The other night Hub and I shared our last precious drops of this nectar with a favorite couple, making a very heaven of the warm spring evening, candlelight, civilized music playing softly in the background, and a sense of everything being exactly as it should be, however briefly.

Monday, April 20, 2009

Kitsune

5:45 PM PDT, April 20, 2009


My house surely must be blessed by the kami, since I've got a whole family of foxes living in the brush pile out back. The mother is slim and pensive, supervising her brood with mild vigilant care, her russet pelt vivid against the emerging green of the trees. The five little ones romp about adorably, wrestling and pouncing and tumbling. I look at them and can't help but think of the way I grew up; and then I turn my thoughts elsewhere.

April can indeed be the cruelest month, but for me it marks a time of needful endings and wished-for beginnings. The other night I was dancing with Hub at a benefit party teeming with Bright Young Things, feeling the combined bliss of Santana-tinged music and liberal Cuba Libres, when a girl came up to me and said, shouting over the racket, "You're the only one here who looks like they're having any #&@%ing FUN!"

That's just the way I want it, from here on out.

Cheers,

CK

Photo taken by me, a few years before this post.
Information about my other writing can be found here.

Wednesday, April 15, 2009

La Princesse Lointaine

12:43 PM PDT, April 15, 2009

(Information about my other writing can be found here. Happy reading!)



Life is often irksome, and at such times I take refuge in that which is pleasing and uplifting.

While in Kyoto last summer, I chanced, on a couple of rare occasions when I wasn’t embroiled in extreme sightseeing or sleeping the sleep of the exhausted, to watch a bit of television. One program in particular intrigued me: a historical drama featuring court ladies in splendid kimono, indulging in behavior dismally typical of people with too much time on their hands--gossiping, scheming, maligning, betraying. Among these craven weeds one woman stood out like a sweet, slender flower, taking no part in the pettiness, fulfilling a higher destiny.

There were, of course, no English subtitles. I knew the period was Tokugawa, but other than that I was lost. Once I returned home, I did some Internet sleuthing to find out just which program it was, and with only a little trouble learned I’d been watching Atsuhime (Princess Atsu), a multi-segment story set in the 1850s when Commodore Perry and his black ships were threatening a status quo unchanged for centuries. Just the other day, to my surprise and pleasure, I stumbled upon a site featuring English-subtitled videos of every episode. It’s heaven.

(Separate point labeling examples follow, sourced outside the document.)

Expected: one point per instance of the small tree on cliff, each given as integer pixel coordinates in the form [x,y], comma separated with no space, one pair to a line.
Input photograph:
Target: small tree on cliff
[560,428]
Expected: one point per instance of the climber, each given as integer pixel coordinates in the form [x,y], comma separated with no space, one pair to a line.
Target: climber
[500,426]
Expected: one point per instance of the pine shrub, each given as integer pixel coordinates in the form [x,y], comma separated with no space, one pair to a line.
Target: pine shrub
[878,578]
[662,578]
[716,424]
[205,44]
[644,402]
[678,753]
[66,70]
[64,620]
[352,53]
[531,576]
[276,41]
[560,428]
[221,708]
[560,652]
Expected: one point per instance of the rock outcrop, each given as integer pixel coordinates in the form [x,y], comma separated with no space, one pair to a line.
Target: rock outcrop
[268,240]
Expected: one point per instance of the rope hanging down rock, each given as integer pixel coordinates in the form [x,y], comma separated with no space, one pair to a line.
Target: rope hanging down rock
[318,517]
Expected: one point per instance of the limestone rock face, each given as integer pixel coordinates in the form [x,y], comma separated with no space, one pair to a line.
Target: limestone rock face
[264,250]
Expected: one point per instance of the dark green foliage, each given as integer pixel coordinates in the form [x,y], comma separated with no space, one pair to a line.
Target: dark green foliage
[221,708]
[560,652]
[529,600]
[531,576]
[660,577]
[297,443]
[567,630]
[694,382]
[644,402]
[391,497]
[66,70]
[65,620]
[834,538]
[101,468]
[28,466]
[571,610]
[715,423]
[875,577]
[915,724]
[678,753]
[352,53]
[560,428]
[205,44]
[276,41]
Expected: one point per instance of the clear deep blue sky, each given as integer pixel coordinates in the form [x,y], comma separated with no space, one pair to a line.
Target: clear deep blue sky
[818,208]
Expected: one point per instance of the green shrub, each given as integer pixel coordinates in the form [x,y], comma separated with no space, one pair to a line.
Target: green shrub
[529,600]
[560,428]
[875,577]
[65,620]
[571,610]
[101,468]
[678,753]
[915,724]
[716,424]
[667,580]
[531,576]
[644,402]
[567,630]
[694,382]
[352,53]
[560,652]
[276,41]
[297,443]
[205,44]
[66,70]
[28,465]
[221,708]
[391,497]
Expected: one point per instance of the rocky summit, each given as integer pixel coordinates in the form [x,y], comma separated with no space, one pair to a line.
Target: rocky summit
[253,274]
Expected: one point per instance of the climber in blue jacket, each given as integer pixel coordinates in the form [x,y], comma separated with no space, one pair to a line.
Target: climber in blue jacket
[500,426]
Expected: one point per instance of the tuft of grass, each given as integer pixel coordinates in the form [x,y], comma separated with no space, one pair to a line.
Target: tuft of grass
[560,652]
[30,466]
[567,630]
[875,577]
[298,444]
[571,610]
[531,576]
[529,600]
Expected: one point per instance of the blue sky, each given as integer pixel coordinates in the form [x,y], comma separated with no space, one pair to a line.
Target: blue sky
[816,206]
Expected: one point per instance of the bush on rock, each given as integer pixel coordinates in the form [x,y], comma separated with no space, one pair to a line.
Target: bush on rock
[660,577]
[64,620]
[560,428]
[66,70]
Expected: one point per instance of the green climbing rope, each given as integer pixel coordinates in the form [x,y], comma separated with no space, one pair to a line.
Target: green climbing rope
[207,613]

Atsuhime moves at a deliberate, almost dreamlike pace. So far I’m at Episode 11 and haven’t yet witnessed a single usually de rigeur multi-samurai katana battle, nor any overt exertion at all save for a great deal of carefully calibrated bowing. It’s wonderfully restful. The beauteous young princess is admirably wise and noble, and defies convention in various charming ways. Although she and her family exhibit no physical affection whatsoever, the bonds of the heart are clearly deep-rooted and unshakeable. This restraint is shown by everyone: deadly enemies never come to blows, and desperate lovers never touch. Honor, sacrifice, and loyalty are emphasized and exalted. The production values are quietly stunning, and the acting topnotch; the only off note, so to speak, is the Westernized musical score in a milieu demanding koto, shamisen, and hyoshigi.

Elegant, informative and pleasurable Atsuhime eminently is, in ways American television can never comprehend. Only when one stirs the inscrutable surface of the princess' world does one remember that this was a pivotal, terrible point in Japanese history, marking the end of the nation’s lofty seclusion and the wholesale influx of all that now makes the culture so uniquely strange—Shangri-La crossed with Bartertown.

CK

(Photo was taken by me at a Kyoto shopping arcade during the visit described above. Click image for a larger view.)